Archibald Smith Plantation Home

Archibald Smith Plantation Home

Circa 1845

935 Alpharetta Street
Roswell, GA 30075
Phone:770-641-3978
Fax: 770-641-3974

Hidden among the trees in Historic Roswell, Georgia lies the elegant home constructed by one of the town’s founding fathers, Archibald Smith. In 1838, the Smith family and nearly 30 of their slaves left their two plantations in St. Marys, along the southern coast of Georgia, to make a new start with some 300 acres of cotton farmland north of the Roswell Town Square.
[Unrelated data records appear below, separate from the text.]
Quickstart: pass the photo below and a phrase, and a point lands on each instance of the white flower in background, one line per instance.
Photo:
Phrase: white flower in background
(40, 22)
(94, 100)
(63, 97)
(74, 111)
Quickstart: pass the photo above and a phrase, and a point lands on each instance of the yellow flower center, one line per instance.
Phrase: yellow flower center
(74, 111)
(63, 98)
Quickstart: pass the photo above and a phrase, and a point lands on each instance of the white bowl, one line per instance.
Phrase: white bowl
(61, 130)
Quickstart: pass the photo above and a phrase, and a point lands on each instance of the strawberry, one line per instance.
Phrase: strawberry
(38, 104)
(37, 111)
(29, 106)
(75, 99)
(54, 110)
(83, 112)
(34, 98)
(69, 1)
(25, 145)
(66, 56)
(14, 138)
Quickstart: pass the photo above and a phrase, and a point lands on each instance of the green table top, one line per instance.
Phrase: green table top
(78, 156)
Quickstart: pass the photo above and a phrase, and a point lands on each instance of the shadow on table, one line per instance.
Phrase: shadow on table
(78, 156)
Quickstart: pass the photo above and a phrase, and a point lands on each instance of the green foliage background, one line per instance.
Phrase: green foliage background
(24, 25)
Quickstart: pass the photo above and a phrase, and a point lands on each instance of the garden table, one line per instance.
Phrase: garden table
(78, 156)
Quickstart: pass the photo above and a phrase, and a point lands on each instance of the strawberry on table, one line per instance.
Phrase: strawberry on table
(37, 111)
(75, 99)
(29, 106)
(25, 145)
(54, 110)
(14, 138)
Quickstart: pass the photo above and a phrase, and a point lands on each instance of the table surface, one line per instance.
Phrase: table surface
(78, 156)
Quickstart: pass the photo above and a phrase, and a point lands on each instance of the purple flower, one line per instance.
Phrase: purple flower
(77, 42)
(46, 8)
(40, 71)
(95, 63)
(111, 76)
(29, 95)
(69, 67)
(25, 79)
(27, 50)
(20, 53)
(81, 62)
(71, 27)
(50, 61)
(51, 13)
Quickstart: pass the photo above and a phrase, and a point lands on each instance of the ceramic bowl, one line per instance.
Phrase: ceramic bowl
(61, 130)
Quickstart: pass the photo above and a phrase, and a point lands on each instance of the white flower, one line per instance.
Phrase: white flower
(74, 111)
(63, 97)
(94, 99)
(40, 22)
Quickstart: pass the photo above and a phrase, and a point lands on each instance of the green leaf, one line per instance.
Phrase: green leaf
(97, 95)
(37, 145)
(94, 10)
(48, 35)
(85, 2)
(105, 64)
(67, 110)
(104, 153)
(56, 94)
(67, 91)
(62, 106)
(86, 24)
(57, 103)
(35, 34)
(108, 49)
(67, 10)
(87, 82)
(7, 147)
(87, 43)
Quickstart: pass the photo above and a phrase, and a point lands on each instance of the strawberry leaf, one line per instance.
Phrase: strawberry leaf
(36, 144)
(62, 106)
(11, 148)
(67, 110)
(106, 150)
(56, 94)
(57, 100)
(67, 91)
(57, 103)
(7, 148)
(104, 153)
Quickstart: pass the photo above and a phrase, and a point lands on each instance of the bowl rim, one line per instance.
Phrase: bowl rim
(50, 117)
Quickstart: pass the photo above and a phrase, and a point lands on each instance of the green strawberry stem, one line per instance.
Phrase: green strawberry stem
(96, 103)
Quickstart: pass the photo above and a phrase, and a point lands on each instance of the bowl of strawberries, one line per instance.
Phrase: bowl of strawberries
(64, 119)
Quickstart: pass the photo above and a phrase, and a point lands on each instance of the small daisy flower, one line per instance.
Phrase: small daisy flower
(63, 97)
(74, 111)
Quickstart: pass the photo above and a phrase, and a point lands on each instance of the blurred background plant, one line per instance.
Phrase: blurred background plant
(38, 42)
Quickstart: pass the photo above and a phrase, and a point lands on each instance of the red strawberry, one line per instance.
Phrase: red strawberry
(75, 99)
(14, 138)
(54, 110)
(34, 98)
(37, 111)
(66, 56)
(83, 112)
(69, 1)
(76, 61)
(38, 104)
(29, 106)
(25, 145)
What this well-to-do 19th Century farming family did not realize when they constructed their home was that it would be preserved by their descendants as an untouched treasure of southern history.

For over 150 years, the Smith’s Plantation Home has stood the test of time as The Civil War was brought to its front steps, and all around it, the small mill village of Roswell erupted into a bustling metropolitan suburb. Perfectly preserved are the Smiths two-story farm house, complete with outbuildings, including slave quarters, a cook house, corn crib, barn, carriage house, well, and spring house.

Three generations of the Archibald Smith family lived in this home and saved all of their belongings, large and small, important and trivial, broken or whole. The home and grounds have become one of the best examples of architectural, cultural, and historical interpretation found in the region.